The Right to Contraception Act – introduced by Sens. Ed Markey (D-MA), Mazie Hirono (D-HI), and Tammy Duckworth (D-IL) – would guarantee a legal right for people to obtain and use contraception, including condoms, hormonal birth control, intrauterine devices (IUDs), and vasectomies.

The bill would ban the federal and state governments from restricting access to contraception, but it wouldn’t require any healthcare provider or employer to cover contraception.

Senate Majority Leader Chuck Schumer (D-NY) said that the bill would come up for a vote today, just weeks before the two-year anniversary of when the Supreme Court overturned Roe v. Wade and, with it, the federal right to an abortion.

“Decades after the U.S. Supreme Court affirmed the constitutional right to access contraception, this same right is being threatened for millions of Americans as a result of Republicans’ successful efforts to overturn Roe v. Wade,” the statement says.

“Economic, social, and personal freedom are attacked when the right to contraception comes under attack. We’ve seen this Supreme Court willingly overturn decades of legal precedent to peel back reproductive rights, and we are unwilling to stand by as threats to the right to contraception escalate. The solution is to protect the right to contraception by passing our Right to Contraception Act.

Surveys show that most Americans support keeping contraception legal, this bill isn’t a slam dunk. Democrats have a slim 51-seat majority in the Senate, and the bill would need 60 votes to go to cloture so it can pass under current Senate rules.
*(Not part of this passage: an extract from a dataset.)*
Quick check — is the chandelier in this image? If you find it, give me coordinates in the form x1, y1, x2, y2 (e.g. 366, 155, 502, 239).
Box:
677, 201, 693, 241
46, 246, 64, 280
That means that at least nine Republican senators would have to vote for it in addition to all the Senate Democrats.

A memo from the National Republican Senatorial Committee (NRSC) told Senate Republicans to say that they support birth control access and to call the bill an attempt “to make this a campaign issue and scare voters because [Democrats] can’t talk about their failed policies on every other issue,” Axios reports.

They told the senators to instead talk about a different bill introduced by Sen. Joni Ernst’s (R-IA) Allowing Greater Access to Safe and Effective Contraception Act. Ernst accuses the Democratic bill of taking away “parental rights” and limiting “religious freedoms” without explaining how the Democratic bill does so.

While there are not currently any states attempting to ban birth control, IVF has already come under fire due to Republican attacks on abortion rights. Earlier this year, the Alabama Supreme Court ruled that embryos produced in order to undergo the fertility treatments are unborn children under state law, which threatened to stop IVF treatments in the state.